There will be at least two more meetings of the PoliceFacility Task Force before a decision is made, but after a tour of the three contending sites for a new Batavia PD HQ, there seemed to be a consensus forming around the Swan Street location.
At Alva and Bank, committee members expressed concern about vehicle and pedestrian traffic and the impact on surrounding businesses, as well as the security of the facility. At Jackson Street, the current Salvation Army location, the floodplain issue looms large. On Swan Street, there was none of that negative chatter while committee members walked the expansive open lot where the Wiard Plow factory once stood.
Chief Shawn Heubusch likes the location.
"I think it's an optimal location," Heubusch said. "It gives us the security we would need. It gives us the ability to get to places we need to get to in a timely fashion. You're not fighting with the traffic you're fighting with on the main thoroughfares at those other locations and you can't beat the lot size here."
The committee will meet next week to hear from Assistant City Manager Gretchen Difante and Code Enforcement Officer Ron Panek about the floodplain issues at the Salvation Army location and then the committee would like to hold a public meeting a couple of weeks later so that local residents can learn a bit of what the committee learned about all the locations considered and be given a chance to weigh in and perhaps raise issues not yet discussed by the committee.
One of Difante's current duties is developing a program that will lower the cost of flood insurance in the city.

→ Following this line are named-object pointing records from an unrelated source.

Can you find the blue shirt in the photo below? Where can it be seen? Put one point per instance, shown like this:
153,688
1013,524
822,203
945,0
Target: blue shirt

One part of that process is improving the city's score in a flood-readiness rating system. Building a critical facility in a floodplain would lower the city's score. How much and what the impact on residents flood-insurance policies would be is something the committee will learn about its next meeting.
But even with community rating aside, City Manager Jason Molino conceded during a discussion at the Salvation Army site, building a police headquarters in a floodplain is not optimal as a practical matter.
In a major flood, about 40 percent of the workforce won't be available, Molino said, because people will be dealing with their own family issues, and a police HQ would become difficult to access, compounding the problem.
"The last major flood was in 1942, so you could say we're due for another 100-year flood in the next 30 years," Molino said. "It's likely to happen within our lifetimes, within the next half century."
Marc Staley, chairman of the task force, said he's pretty much taken Jackson Street off his list, is leaning toward Swan Street. But he looks on the Alva and Bank location more favorably after walking the lot and hearing what others have to say about the location. It would help improve density Downtown and could spur more economic activity in the city's primary commercial district.
"I think space-wise, this (Swan Street) is fantastic," Staley said. "It's out of the floodplain, cost-wise, it's within our reach, and it could spur economic development in the area. It's a part of the city that has had very little investment over the past 40 or 50 years. The fact that it's so close to Ellicott and so close to Main means it's really in the heart of the city. People don't think of this as the heart of the city, but we're so close to everything right here."
The committee and members of the local media were shuttled to the three locations in the police department's ERT van.